Several features are specific to this library and allow for the training of tree based models with useful properties, including:
Honesty: the practice of splitting the training data set into two disjoint sets and using one set to determine the tree structure of a decision tree, and the other to determine the node values used for predictions.
Monotonic Constraints: the ability to specify a constraint on the decision tree or random forest model that forces the prediction of the model to be monotonic
Custom Bootstrap sampling methods: several different methods to determine how the samples for each tree in a forest are selected. This can be useful when the observations are not i.i.d. and the sampling scheme can exploit patterns in the data. This also interacts with honesty.

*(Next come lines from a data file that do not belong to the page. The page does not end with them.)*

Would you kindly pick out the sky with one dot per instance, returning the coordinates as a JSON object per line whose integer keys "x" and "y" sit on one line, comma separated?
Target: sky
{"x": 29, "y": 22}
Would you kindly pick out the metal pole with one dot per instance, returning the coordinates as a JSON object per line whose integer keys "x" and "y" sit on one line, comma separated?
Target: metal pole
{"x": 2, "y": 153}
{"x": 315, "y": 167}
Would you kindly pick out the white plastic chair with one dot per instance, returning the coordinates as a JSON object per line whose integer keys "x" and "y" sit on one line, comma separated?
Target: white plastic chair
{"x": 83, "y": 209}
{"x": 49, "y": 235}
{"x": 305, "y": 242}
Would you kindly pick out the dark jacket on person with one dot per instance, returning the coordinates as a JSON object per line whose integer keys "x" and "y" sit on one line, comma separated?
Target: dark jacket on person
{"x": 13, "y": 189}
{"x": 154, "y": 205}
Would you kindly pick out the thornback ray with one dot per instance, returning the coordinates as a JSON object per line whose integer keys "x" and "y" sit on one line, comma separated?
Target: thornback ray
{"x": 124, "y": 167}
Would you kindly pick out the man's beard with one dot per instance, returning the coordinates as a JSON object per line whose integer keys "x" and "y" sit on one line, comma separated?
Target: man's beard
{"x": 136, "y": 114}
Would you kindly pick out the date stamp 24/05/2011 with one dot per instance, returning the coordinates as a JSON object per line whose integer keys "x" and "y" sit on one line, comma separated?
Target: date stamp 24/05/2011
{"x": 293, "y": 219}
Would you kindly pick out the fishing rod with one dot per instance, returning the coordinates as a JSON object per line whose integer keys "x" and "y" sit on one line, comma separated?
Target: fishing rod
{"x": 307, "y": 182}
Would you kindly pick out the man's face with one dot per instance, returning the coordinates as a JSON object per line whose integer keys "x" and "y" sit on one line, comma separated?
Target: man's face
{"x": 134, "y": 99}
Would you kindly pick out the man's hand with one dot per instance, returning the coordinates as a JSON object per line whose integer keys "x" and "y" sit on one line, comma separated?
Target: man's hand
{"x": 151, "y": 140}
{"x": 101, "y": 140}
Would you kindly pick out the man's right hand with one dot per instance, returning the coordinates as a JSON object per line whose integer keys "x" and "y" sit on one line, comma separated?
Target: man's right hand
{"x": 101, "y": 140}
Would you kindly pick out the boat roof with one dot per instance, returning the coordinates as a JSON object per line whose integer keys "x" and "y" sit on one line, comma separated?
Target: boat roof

Linear aggregation: rather than using the average training outcome to predict for new observations, one can run a Ridge regression within each terminal node and use this for the predictions of that tree. Tree construction is modified according to an algorithm proposed in Linear Aggregation in Tree-based Estimators (https://www.tandfonline.com/doi/full/10.1080/10618600.2022.2026780) to select recursive splitting points that are optimal for downstream Ridge regression aggregation.
These are some of the current interesting features, and more will be added in the future.